Sunday, February 5, 2012

The Foreigners by Maxine Swann ***

In The Foreigners, set in contemporary Buenos Aires, author Maxine Swann's main character, Daisy, often returns the various methods used to control alien species that invade an ecosystem, especially adding other alien species to control the undesirable foreigners. This theme is reflected in the ambiguous feeling the foreigners have about the native Argentinians, such as a support group for wives who married Argentinians, and each other.

This novel centers around three women, Daisy, an American running away from a traumatic divorce, Isolde, an Austrian looking for a much better life, and Leonarda, an Argentinian free spirit. These three women struggle to find a personal niche in Buenos Aires.

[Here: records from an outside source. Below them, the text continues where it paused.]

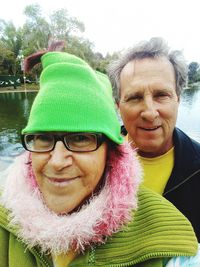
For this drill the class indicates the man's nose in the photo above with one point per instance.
(60, 157)
(149, 110)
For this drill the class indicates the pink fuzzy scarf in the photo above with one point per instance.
(104, 214)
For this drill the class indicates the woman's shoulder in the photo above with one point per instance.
(193, 261)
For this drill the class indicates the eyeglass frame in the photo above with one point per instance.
(100, 138)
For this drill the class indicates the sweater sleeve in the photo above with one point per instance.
(185, 261)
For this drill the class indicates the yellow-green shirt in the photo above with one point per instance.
(63, 260)
(158, 170)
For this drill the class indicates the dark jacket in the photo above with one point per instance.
(183, 187)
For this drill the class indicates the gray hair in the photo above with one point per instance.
(155, 47)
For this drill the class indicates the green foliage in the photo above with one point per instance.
(193, 72)
(35, 34)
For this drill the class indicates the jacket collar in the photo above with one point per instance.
(186, 160)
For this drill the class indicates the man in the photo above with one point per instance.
(147, 83)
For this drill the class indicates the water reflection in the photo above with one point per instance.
(14, 112)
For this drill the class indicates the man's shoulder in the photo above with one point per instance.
(183, 140)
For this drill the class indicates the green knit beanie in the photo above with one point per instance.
(73, 98)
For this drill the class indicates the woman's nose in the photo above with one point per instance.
(60, 156)
(150, 110)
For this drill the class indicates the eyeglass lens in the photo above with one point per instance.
(74, 142)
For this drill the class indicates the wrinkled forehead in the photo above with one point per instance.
(147, 65)
(153, 72)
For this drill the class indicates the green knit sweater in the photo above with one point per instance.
(158, 232)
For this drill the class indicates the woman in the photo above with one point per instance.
(72, 199)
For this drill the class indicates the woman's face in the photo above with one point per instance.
(65, 178)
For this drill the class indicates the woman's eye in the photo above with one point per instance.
(161, 95)
(43, 138)
(81, 138)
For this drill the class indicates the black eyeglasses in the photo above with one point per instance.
(76, 142)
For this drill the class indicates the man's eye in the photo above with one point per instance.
(134, 98)
(161, 95)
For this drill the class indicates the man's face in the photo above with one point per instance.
(149, 104)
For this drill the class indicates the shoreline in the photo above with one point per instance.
(20, 89)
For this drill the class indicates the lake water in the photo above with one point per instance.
(15, 108)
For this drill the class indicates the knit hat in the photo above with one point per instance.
(73, 98)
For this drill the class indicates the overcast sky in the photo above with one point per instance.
(116, 24)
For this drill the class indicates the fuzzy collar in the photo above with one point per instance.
(105, 213)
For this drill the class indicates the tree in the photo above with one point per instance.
(36, 30)
(62, 25)
(11, 44)
(193, 72)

All three scattered their seeds/spores far and wide. Daisy befriending a gay prostitute, Isolde frequenting cultural events and high-society parties, and Leonarda taking up with a famous author. While single women making their way in the world, and the full range of sexual and personal relationship explored might speak for independence and freedom for women in the
21st century ... that is not the case for this book.

The only character to reach a satisfactory conclusion for her quest, and maybe the only one to achieve victory over the ecological battle, settles into an classical marriage where she retires from the world in exchange of a home and hearth and little else.

Anyone looking for an early retirement from life might find this to be a cautionary tale and encouragement for a stable, though uneventful, marriage.